In Rogers Townsend & Thomas, PC v. Peck, App. No. 2011-199626, Op. No. 27707 (S.C. Feb. 22, 2017), the South Carolina Supreme Court considered the question of whether an entity (“Company”) providing management services to condominium/homeowners association (“Customers”) engaged in the “unauthorized practice of law.” The Company performed such routine functions as maintaining common areas, enforcing rules, and collecting dues and assessments on behalf of its Customers. As to the last item, the Company would: (a) prepare and record liens; (b) sue in magistrate’s court to collect debts; (c) filed obtained judgments in circuit court; and (d) advertised that it could perform these services.
The Company and its principals were sued in declaratory judgment seeking a determination of whether these activities on behalf of its Customers were the “unauthorized practice of law.” Agreeing with the recommendation of a special referee, the Supreme Court held that the company had, indeed, committed the unauthorized practice of law regarding all four activities identified above.
Although there is no detailed definition the “practice of law,” it includes the management of lawsuits filed in court and the preparation of lawsuit filings on behalf of a client. Under Supreme Court precedent and Magistrate Court Rules, corporations may be represented in certain circumstances by a non-lawyer officer, agent, or employee. The Company was obviously not an officer or employee of its Customers, so the issue for the Court was whether the Company was its Customers’ “agent.” If so, the Company might be able to permissibly engage in the challenged actions.
However, unfortunately for the Company, the Supreme Court held that it had “never intended to permit non-lawyer third party entities or individuals to be an agent” under the law.
First, the Court held that the Company could not act as a third-party representative representing the Customers in magistrate’s court litigation. In support of its contention, the Company relied upon prior precedent holding that third parties could permissibly provide services to assist customers in making claims against an estate or petitioning for the allowance of the claim in probate court, which required the completion of simple statements or forms. The Court rejected this argument, noting that the question of whether conduct constitutes the unauthorized practice of law depends upon the character of the services rendered. The Court concluded that the character of conduct involved in representing Customers in magistrate’s court litigation was similar to the practice of law.
Next, the Court determined that the filing of transcripts of judgment from magistrate’s court in the Circuit Court was the practice of law. It reached that result because non-lawyers are not permitted to represent others in Circuit Court. See Renaissance Enter. Inc. v. Summit Teleservices, Inc., 334 S.C. 649, 652-53, 515 S.E.2d 257, 258-59 (1999). The Court then held that the preparation and recordation of lien documents on behalf of Customers was impermissible, since “[p]reparing and recording legal instruments constitutes the unauthorized practice of law.” Finally, the Court concluded that advertising the services described above violated the law, since “[i]t is the unauthorized practice of law for a non-lawyer to advertise he can provide legal services.”
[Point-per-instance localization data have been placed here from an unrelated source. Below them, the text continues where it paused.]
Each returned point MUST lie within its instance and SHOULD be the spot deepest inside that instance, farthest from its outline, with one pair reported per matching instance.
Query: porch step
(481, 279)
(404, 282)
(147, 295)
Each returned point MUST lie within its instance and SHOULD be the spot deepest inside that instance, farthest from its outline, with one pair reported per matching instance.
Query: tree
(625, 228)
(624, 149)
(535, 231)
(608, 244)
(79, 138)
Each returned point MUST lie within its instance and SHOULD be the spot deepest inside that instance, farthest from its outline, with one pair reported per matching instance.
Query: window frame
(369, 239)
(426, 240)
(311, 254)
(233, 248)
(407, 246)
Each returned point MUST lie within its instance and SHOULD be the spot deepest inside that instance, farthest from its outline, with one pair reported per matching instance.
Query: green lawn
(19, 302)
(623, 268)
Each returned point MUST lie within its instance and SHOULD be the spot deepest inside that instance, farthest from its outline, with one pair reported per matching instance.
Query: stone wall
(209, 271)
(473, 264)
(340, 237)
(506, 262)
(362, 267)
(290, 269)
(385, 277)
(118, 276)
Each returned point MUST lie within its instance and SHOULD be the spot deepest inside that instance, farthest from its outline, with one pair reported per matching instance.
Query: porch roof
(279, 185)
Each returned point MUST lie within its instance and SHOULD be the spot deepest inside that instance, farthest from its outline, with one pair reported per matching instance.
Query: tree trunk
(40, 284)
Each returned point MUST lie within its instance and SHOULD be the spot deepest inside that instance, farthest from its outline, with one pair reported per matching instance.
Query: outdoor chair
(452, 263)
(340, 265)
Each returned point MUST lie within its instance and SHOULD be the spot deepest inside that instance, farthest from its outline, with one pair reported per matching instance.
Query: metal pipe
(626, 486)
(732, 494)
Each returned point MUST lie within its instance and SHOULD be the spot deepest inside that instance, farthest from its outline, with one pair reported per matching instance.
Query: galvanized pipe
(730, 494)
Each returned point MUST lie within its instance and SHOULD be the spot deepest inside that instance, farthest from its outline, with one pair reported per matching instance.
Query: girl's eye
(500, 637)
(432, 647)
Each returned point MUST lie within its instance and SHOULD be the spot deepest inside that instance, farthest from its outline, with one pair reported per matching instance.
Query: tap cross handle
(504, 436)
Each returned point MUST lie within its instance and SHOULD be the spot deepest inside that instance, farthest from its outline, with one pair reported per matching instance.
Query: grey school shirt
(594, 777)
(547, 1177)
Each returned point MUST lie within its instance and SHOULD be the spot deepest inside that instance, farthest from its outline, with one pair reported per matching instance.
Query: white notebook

The Court refused to decide whether certain other acts of the Company violated the law, because there was no evidence of “specific facts or details about [the Company] performing these services.” In the absence of proof that the Company had engaged in those actions, there was no proper “case or controversy” for the Court to decide.
Although it held that the Company had clearly engaged in the unauthorized practice of law, the Court refused to enter a final injunction. In response to a temporary injunction, the Company had stopped the challenged conduct and expressed an intention not to further engage in them.
In a nutshell, this case makes clear that non-lawyer third-parties must exercise caution in providing services to customers that might be considered the provision of legal services. Although there are grey areas, non-lawyers should certainly not engage in any conduct on behalf of a customer in the prosecution or defense of litigation in Circuit Court or magistrate’s court. Additionally, non-lawyers cannot draft or file any “instruments” intended for recordation.
Beyond that, the third party must not engage in conduct that would normally be within the scope of what a lawyer would normally do. Therefore, aside from perhaps the most basic clerical work (like filing a claim against an estate), any “legal” types of services should not be rendered to third parties.